Q: Can cultural competence be taught?

A: I do believe that cultural competence can be taught and that clinicians will be motivated to learn as soon as they understand that it is fundamentally based on the humanistic traditions of medicine. We call it “cultural competence” because we are trying to define something in a novel way and to mold it into a set of scientifically based metrics that can help us determine whether it makes a difference in the care of patients. But, ultimately, it is about humanism in medicine. I believe that it is possible to emphasize the importance of compassion and respect for others. If we are open-minded about medicine being a lifelong learning endeavor, we can embrace the idea that taking time to learn the cultural identities of our patients is also a lifelong endeavor. Usually our best teachers are our patients themselves.

Ernest C. Levister, Jr., MD, FACP: Q & A

Q: What have you observed about disparities in health outcomes?

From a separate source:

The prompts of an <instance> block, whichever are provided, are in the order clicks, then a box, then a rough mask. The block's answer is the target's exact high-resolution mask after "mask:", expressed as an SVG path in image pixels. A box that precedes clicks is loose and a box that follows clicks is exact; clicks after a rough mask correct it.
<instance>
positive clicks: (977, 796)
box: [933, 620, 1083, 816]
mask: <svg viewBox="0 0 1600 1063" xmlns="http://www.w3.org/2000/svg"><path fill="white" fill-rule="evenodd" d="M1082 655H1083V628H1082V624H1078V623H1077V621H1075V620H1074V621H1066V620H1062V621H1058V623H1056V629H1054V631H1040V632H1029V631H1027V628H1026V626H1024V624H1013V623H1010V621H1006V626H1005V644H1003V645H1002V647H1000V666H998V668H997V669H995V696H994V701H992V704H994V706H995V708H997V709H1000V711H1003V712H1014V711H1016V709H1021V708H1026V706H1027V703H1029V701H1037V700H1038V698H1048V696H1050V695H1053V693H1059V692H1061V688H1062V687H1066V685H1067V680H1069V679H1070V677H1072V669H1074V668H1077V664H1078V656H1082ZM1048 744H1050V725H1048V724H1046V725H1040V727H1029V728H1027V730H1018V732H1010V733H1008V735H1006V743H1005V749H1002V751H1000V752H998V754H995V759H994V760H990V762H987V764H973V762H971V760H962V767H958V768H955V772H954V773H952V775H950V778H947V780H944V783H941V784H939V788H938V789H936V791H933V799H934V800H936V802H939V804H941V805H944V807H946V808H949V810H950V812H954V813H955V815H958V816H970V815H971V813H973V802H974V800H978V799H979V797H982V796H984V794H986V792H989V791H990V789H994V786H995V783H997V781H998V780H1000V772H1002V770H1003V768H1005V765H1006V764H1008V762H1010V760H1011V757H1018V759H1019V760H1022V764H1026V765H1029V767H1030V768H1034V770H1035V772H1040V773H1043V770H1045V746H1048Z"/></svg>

A: The most compelling observation is the stagnation in minority representation in the physician workforce resulting in unwelcome consequences for the health of the nation. Evidence points to biases on the part of health care providers and institutions as greatly contributing to unequal medical treatment. For example, studies indicate that African-Americans and Hispanics are less likely to receive bypass surgery when medically indicated, are less likely to receive adequate pain management, and are less likely to be treated with state-of-the-art modalities for HIV infection, diabetes and hypertension. Minorities are also more likely to undergo procedures such as bilateral orchiectomy (removal of the testicles) and amputations, which is generally avoidable with optimal care.

Q: What needs to be done to diversify the health professions?

A: Putting aside issues of equity and fairness, at least five practical objectives can be put forth for attaining greater diversity in the health care workforce: 1) increase the number of minority physicians and health care professionals; 2) advance empathetic cultural competency; 3) increase access to high-quality health care services for all of our citizens; 4) strengthen the medical-disparity research agenda; and 5) ensure optimal management of the health care system.

Q: What do you think can be done, on a policy or institutional level, to diversify the health professions?

A: “Leveling the playing field” to permit massive upgrading of the health care workforce will require a fundamental shift in public policy that holds all levels of health delivery accountable for race-based inequities. Concurrent with efforts to change public policy, robust partnership programs that link health professional schools and teaching hospitals with local schools and communities will help to expand health care access for the underserved, foster research in areas of disparity, and enrich the pool of managers and policymakers to meet the needs of a diverse populace. Increasing the racial and ethnic diversity of the health workforce is essential to America’s fiduciary and moral obligation to protect, restore and improve the health of all Americans.